Rheina tersentak kaget mendapat tatapan dari Ghaliza sekaligus mendengar ucapan Ghaliza. Rheina sedikit gentar mendapat ‘perlawanan’ dari Ghaliza. Namun ego dan kesombongannya membuatnya merasa di atas angin.
“ Oh jadi Kamu berani melawan ya sekarang...?” tanya Rheina sambil tersenyum sinis.
“ Selama ini Saya bukan ga berani melawan, tapi Saya menghargai posisi Anda sebagai Manager di sini.

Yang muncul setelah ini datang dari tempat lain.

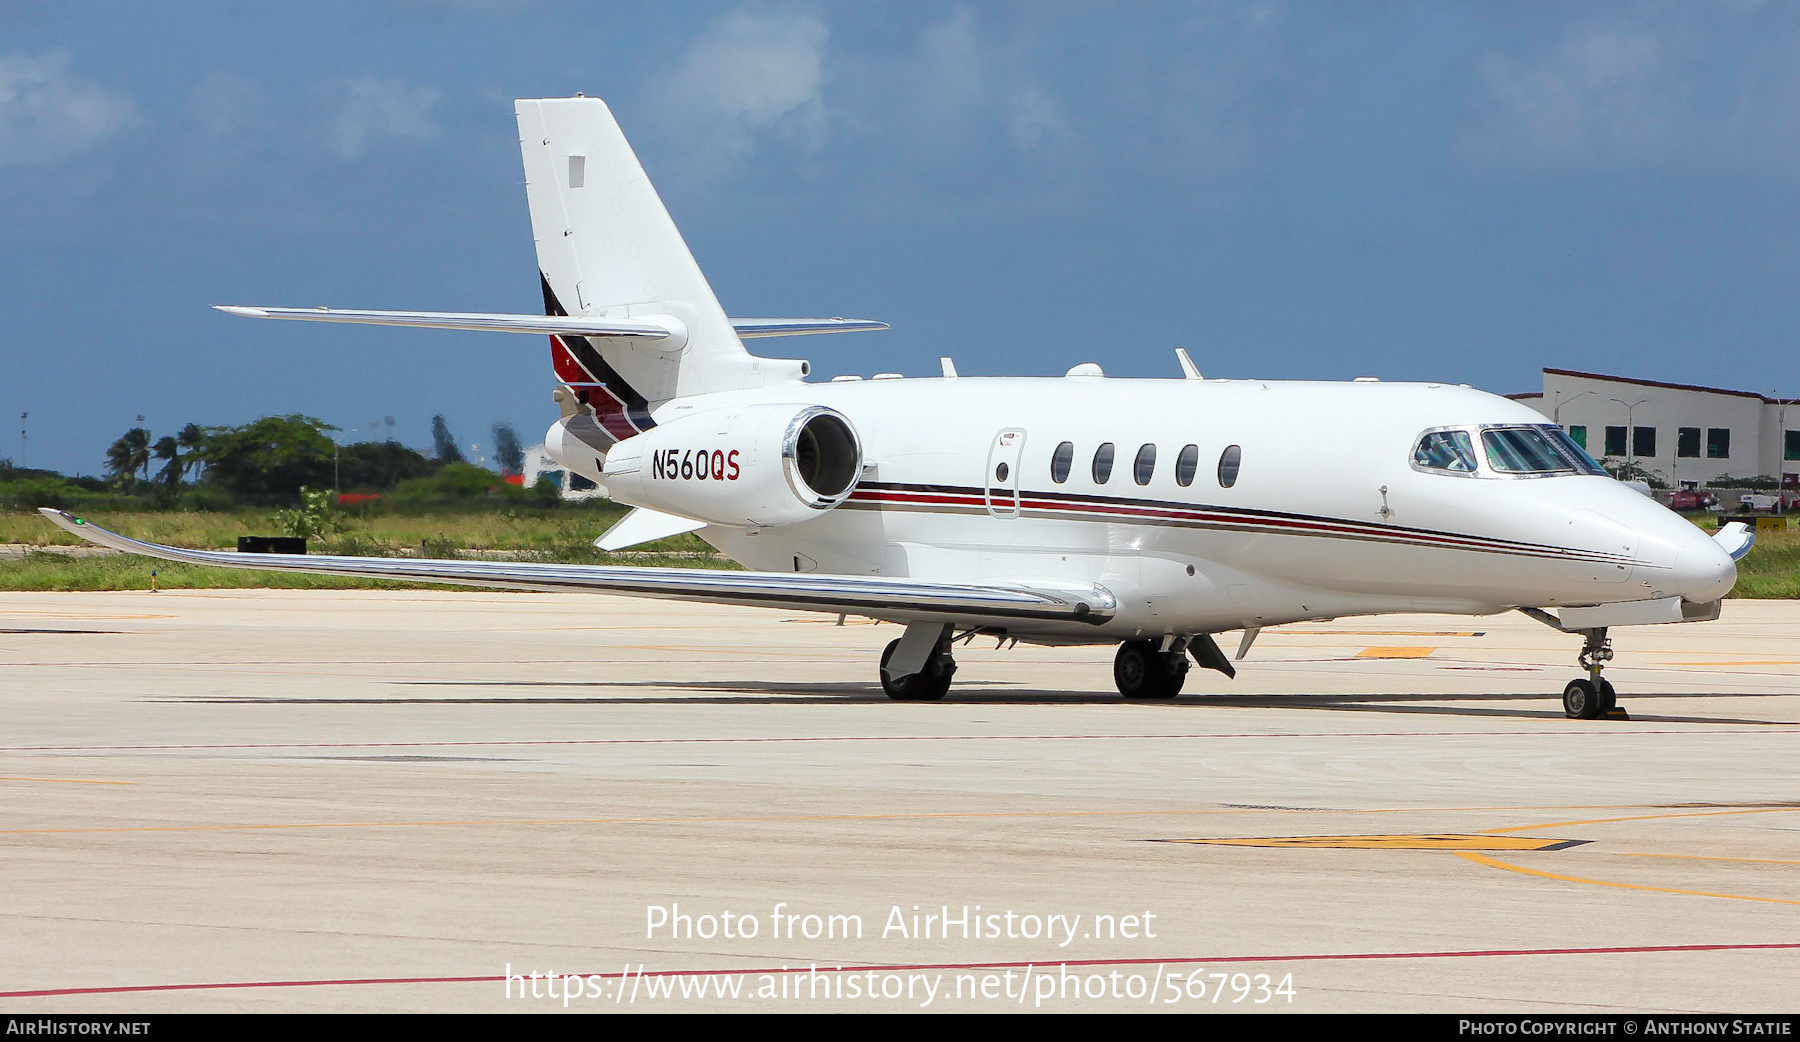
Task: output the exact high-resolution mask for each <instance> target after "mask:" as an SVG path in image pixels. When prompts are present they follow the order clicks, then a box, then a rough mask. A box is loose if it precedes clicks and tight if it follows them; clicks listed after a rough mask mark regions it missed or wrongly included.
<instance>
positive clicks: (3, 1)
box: [0, 0, 1800, 473]
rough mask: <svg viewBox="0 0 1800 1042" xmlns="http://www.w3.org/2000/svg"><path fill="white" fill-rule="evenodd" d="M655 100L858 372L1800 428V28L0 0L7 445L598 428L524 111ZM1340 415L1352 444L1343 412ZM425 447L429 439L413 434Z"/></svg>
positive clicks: (1437, 18) (534, 3) (831, 345)
mask: <svg viewBox="0 0 1800 1042" xmlns="http://www.w3.org/2000/svg"><path fill="white" fill-rule="evenodd" d="M574 92H585V94H590V95H599V97H605V99H608V103H612V106H614V112H616V113H617V117H619V121H621V124H623V126H625V131H626V135H628V137H630V139H632V142H634V144H635V146H637V149H639V155H641V157H643V160H644V166H646V167H648V171H650V175H652V178H653V180H655V182H657V185H659V189H661V191H662V196H664V202H666V203H668V205H670V211H671V212H673V216H675V220H677V223H679V225H680V227H682V230H684V234H686V238H688V243H689V245H691V247H693V250H695V256H697V257H698V261H700V265H702V268H704V270H706V272H707V275H709V279H711V281H713V288H715V290H716V293H718V297H720V301H722V302H724V304H725V310H727V311H731V313H734V315H855V317H869V319H882V320H886V322H891V324H893V329H891V331H886V333H871V335H846V337H821V338H799V340H785V342H783V340H763V342H752V346H756V347H758V349H760V351H763V353H774V355H799V356H806V358H812V362H814V367H815V373H817V374H819V376H821V378H828V376H832V374H839V373H862V374H868V373H877V371H900V373H909V374H934V373H936V369H938V364H936V358H938V356H940V355H952V356H954V358H956V360H958V367H959V369H961V371H963V373H965V374H1057V373H1062V371H1064V369H1067V367H1069V365H1073V364H1076V362H1085V360H1094V362H1100V364H1102V365H1103V367H1105V369H1107V373H1109V374H1114V376H1174V374H1177V369H1175V362H1174V356H1172V349H1174V347H1175V346H1184V347H1188V351H1190V353H1192V355H1193V356H1195V360H1197V362H1199V365H1201V369H1202V371H1206V373H1208V374H1210V376H1264V378H1350V376H1361V374H1375V376H1382V378H1386V380H1447V382H1462V383H1474V385H1476V387H1485V389H1490V391H1499V392H1510V391H1530V389H1537V387H1539V376H1537V369H1539V367H1543V365H1553V367H1570V369H1588V371H1600V373H1616V374H1631V376H1643V378H1654V380H1674V382H1688V383H1714V385H1724V387H1739V389H1751V391H1760V392H1766V394H1768V392H1778V394H1782V396H1800V351H1796V340H1800V322H1796V320H1800V301H1796V292H1795V290H1796V284H1800V191H1796V189H1800V5H1796V4H1778V2H1766V4H1759V2H1751V0H1735V2H1730V0H1715V2H1703V0H1694V2H1679V4H1676V2H1670V4H1656V2H1640V4H1523V2H1505V4H1287V2H1269V0H1265V2H1249V4H1222V2H1220V4H1105V5H1102V4H1073V2H1051V0H1039V2H1030V4H1006V2H983V4H954V2H925V0H918V2H907V4H875V2H857V4H821V2H814V4H805V2H803V4H761V2H752V4H700V2H689V4H682V2H668V0H664V2H659V4H574V2H554V0H540V2H533V0H362V2H356V4H337V2H313V4H304V5H263V4H203V2H194V4H166V5H149V4H103V2H85V0H58V2H49V0H45V2H38V0H0V274H4V279H0V310H4V317H5V324H4V333H0V455H11V457H14V459H18V455H20V439H18V414H20V412H27V410H29V412H31V443H29V459H27V463H31V464H34V466H52V468H59V470H68V472H86V473H94V472H97V470H101V464H103V454H104V448H106V445H108V443H110V441H112V439H113V437H117V436H119V434H121V432H124V428H128V427H131V425H135V418H137V416H139V414H142V416H144V418H146V421H144V423H146V427H149V428H151V432H153V434H158V436H160V434H166V432H173V430H175V428H176V427H180V425H182V423H189V421H193V423H202V425H223V423H243V421H247V419H254V418H257V416H265V414H270V412H306V414H311V416H319V418H322V419H326V421H329V423H335V425H338V427H342V428H346V437H347V439H355V437H367V436H369V427H367V425H369V421H376V419H380V418H385V416H394V418H396V428H394V430H396V436H398V437H400V439H401V441H407V443H410V445H418V446H427V445H428V443H430V434H428V432H430V418H432V414H436V412H443V414H445V416H446V418H448V419H450V425H452V430H455V432H457V436H459V439H461V441H463V443H464V445H466V443H472V441H479V443H481V445H482V446H486V445H488V441H490V439H488V428H490V425H491V423H495V421H511V423H515V425H517V427H518V428H520V432H522V436H524V437H526V439H535V437H536V436H538V434H540V432H542V428H544V427H547V425H549V421H551V419H554V407H553V405H551V401H549V391H551V387H553V382H551V373H549V364H547V347H545V344H544V342H542V340H538V338H529V337H504V335H481V333H437V331H412V329H353V328H333V326H301V324H277V322H252V320H245V319H230V317H225V315H220V313H216V311H211V310H209V304H220V302H234V304H292V306H313V304H331V306H340V308H405V310H472V311H535V310H538V304H540V301H538V295H536V293H538V290H536V272H535V259H533V254H531V234H529V225H527V218H526V205H524V189H522V185H520V176H522V175H520V160H518V149H517V139H515V128H513V117H511V99H513V97H547V95H569V94H574ZM1298 419H1303V421H1309V423H1312V421H1316V419H1318V418H1298ZM382 434H385V428H382Z"/></svg>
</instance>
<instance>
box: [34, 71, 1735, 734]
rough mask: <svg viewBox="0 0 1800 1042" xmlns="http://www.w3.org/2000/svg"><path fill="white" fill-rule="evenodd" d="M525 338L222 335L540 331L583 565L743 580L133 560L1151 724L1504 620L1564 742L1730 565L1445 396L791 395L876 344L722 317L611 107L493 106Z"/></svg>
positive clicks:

Asal Anda tau, Saya sudah muak dengan sikap arogan Anda itu Ibu Rheina yang terhormat...!” kata Ghaliza sambil berdiri.
“ Bagus. Jadi sekarang Kamu berani menunjukkan sisi lainmu Ghaliza. Kamu tau kan apa resikonya kalo melawan atasan...?” tanya Rheina sambil mencibir.
“ Saya tau. Tapi Saya ga akan mundur. Saya ga salah. Dan Anda ga bisa memecat Saya seenaknya, karena Anda ga berhak memecat Saya... !” kata Ghaliza lantang.
“ Oh ya. Kamu tau kan hubungan Saya dengan Pak Raja. Jadi Saya bisa memecat Kamu kapan aja Saya mau Ghaliza...,” sahut Rheina bangga.
“ Saya ga takut. Silakan Anda melapor kepada atasan Anda itu. Saya akan bertanggung jawab dengan semua yang Saya lakukan. Harusnya Anda yang berhati-hati. Karena sikap arogan Anda ini sudah lama menjadi titik perhatian para karyawan dan Pak Raja...,” kata Ghaliza sambil tersenyum sinis lalu melangkah keluar dari ruangan Rheina.
“ Apa maksudmu Ghaliza. Kau tak bisa mengancamku. Hei, Ghaliza. Berhenti Kamu...!” panggil Rheina.
Ghaliza tak peduli dan terus melangkah menuju ke musholla untuk menunaikan sholat Dzuhur. Tanpa ia sadari, Arifin mendengar semua perdebatannya dengan Rheina tadi. Dan kini berita itu telah sampai di telinga Raja yang terlihat tersenyum puas.